The scale and type of mobile phone use

  • Heads of Security reported that mobile phones had become a feature of prison life across the estate, with the exception of women’s prisons and those housing juveniles. Mobile phones were seen by both the security function and prisoners as a major component of the illicit prison economy, with mobile phones acting as a key facilitator of drug dealing and use within establishments.
  • A range and variety of phones were being used within establishments, with the smaller, easier-to-conceal phones being the most sought after models. Smart phones with greater functionality were seen by prisoners as posing greater risk of detection and confiscation, and so were less popular. Prices of such phones had been falling as a result.

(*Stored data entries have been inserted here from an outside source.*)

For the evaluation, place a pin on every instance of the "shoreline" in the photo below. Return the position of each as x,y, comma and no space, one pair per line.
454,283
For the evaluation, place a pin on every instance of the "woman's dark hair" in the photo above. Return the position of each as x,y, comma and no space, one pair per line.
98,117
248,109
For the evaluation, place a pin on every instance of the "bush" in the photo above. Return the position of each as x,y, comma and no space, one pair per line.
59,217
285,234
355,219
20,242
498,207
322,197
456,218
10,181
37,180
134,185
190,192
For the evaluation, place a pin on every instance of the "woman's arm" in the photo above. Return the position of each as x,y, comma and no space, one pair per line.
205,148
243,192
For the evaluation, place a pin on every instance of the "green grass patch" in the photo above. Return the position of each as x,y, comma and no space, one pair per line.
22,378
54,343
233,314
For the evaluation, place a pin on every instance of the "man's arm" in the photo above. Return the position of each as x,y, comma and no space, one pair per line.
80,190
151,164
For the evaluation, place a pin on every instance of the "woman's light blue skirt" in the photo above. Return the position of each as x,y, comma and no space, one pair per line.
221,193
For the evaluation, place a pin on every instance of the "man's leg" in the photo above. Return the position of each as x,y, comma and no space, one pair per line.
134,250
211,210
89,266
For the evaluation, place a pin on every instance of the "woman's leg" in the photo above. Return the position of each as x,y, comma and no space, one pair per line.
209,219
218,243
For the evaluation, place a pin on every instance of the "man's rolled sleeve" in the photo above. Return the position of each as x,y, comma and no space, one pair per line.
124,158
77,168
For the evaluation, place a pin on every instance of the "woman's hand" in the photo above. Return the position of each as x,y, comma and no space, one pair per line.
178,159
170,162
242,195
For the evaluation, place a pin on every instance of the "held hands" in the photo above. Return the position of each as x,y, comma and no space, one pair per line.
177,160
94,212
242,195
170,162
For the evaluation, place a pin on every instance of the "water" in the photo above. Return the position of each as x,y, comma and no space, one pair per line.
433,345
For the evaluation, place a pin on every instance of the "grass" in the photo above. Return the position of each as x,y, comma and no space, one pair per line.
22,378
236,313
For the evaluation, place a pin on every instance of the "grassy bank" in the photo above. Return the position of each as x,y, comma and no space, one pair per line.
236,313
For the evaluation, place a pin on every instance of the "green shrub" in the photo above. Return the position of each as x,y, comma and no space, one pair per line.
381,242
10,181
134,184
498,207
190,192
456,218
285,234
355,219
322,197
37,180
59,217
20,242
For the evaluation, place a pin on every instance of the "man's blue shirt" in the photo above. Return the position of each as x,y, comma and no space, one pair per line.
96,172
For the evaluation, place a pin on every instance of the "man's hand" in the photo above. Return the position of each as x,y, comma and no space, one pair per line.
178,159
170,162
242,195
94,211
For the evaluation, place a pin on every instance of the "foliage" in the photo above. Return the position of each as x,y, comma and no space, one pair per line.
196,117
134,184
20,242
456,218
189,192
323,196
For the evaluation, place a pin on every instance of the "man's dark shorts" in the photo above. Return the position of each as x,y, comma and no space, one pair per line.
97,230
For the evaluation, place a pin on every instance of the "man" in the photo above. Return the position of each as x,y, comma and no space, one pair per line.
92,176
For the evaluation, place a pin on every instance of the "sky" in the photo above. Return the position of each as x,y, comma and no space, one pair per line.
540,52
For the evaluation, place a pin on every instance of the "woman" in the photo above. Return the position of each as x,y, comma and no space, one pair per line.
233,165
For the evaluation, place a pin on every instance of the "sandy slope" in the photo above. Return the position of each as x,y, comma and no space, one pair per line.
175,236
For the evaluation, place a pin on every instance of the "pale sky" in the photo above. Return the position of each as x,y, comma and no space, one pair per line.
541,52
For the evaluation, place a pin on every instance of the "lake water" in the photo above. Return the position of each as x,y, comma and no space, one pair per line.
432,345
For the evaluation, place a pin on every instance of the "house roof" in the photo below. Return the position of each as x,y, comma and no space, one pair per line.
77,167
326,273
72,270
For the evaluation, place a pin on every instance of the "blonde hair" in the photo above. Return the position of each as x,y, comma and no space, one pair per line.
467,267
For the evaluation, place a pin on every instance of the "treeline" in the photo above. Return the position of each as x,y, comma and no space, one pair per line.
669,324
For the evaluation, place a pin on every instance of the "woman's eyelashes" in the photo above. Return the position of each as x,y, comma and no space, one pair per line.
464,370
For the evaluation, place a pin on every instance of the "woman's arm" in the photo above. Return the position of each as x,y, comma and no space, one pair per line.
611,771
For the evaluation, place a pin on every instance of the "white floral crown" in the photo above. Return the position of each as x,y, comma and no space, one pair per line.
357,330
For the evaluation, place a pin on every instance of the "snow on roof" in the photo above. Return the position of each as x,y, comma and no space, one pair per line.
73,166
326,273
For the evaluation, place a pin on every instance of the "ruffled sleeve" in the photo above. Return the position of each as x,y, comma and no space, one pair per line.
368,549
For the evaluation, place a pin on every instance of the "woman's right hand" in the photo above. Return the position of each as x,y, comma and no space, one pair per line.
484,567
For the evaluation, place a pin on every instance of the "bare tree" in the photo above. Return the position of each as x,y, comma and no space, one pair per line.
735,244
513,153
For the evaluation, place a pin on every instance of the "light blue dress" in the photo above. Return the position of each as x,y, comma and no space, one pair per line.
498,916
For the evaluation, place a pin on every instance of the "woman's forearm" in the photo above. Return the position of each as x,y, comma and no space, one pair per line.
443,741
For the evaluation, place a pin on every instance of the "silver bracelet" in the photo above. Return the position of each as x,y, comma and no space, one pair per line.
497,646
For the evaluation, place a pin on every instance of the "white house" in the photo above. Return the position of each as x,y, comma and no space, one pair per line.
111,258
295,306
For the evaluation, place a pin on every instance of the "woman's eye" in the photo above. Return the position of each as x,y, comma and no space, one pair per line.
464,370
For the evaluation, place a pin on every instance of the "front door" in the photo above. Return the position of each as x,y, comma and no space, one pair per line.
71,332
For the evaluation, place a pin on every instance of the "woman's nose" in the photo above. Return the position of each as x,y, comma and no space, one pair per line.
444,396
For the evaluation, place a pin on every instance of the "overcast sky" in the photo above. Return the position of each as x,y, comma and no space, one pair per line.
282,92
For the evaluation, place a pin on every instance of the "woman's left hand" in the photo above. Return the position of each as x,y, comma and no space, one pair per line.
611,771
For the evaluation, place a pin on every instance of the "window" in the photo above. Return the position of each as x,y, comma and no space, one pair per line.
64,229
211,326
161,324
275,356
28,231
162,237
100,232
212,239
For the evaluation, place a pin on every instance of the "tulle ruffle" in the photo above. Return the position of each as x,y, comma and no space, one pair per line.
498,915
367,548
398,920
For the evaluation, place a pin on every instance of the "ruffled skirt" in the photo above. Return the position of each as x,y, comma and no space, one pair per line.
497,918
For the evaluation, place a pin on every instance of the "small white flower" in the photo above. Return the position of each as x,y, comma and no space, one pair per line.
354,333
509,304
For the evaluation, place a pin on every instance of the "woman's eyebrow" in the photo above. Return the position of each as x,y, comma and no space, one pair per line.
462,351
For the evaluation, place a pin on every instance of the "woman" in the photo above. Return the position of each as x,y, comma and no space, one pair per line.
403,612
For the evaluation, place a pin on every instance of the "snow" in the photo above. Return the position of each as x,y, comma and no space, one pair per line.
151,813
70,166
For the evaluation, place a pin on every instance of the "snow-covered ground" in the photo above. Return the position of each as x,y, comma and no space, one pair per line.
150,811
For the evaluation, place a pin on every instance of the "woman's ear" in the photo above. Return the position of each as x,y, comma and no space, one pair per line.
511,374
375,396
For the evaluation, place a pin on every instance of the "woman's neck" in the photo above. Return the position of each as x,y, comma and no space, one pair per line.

Why do prisoners use illicit mobile phones?

  • Heads of Security reported that illicit mobile phone use was associated with serious organised criminals, those continuing to run criminal business from within the prison and dominant individuals in the landing hierarchy, including gang members. They also saw mobile phones as posing a threat to the good order of the prison, not only in supporting criminal activity and creating instability but also in exposing vulnerable individuals and their families to bullying, exploitation and extortion and providing a stimulus to the culture of violence.
  • Prisoners took a more nuanced view. They concurred that the most visible phones were held by individuals with status within the landing hierarchy, often also associated with drug dealing within prisons which they also saw as a driver of instability and the culture of violence. They agreed also that the trafficking of drugs and mobile phones exacerbated the vulnerability of weaker prisoners, who could be required to act as stewards for mobile phones controlled by more powerful prisoners.
  • However, they pointed also to mobile phones being more widely used by lower profile prisoners, and concealed from fellow prisoners as well as security staff, and being used for communicating with partners and family. Prisoners saw mobile phones as critical to maintaining and sustaining relationships and facilitating their active participation in family life/relationships. This was particularly key for parents, with mobile phones seen as supporting their ability to continue to ‘parent’ from the inside.
  • Prisoners took the view that, given the limitations of the legitimate phone system and the tension and violence associated with disputes around access to it, the presence of mobile phones in prisons also worked to moderate the potential for violent confrontation between prisoners. They also felt that the normalised communications with loved ones enabled by mobile phones reduced the tendency for frustration around the barriers to communications with family to become translated into generalised aggression and violence.
  • For younger prisoners, particularly those in Young Offender Institution (YOIs), mobile phones and ‘phone sex’ was seen as a means of both maintaining relationships with (and, in some cases, control over) girlfriends. Time spent on mobile phones especially when interacting with girlfriends was also seen as a way to release aggression, an escape from the tyranny of the relentlessly testosterone-driven landing environment – and simply a source of entertainment and an antidote to boredom.

Lack of consensus on response

  • One school of thought, among both some Heads of Security and prisoners, centred on tackling mobile phones by addressing the drivers of demand through enhancing access to legitimate communications. Among the Heads of Security there were fairly polarised views on how far enhanced legitimate phone facilities or in-cell phones would address the demand drivers. Some felt strongly that in-cell phones would lead to greatly reduced demand for mobile phones and enable security to focus on the highest risk and most egregious cases.
  • But there was an equally strong body of opinion that was dismissive of the social and family dimensions and felt demand was overwhelmingly criminally driven, with the corollary being that enhancing legitimate phone facilities would do nothing to address this.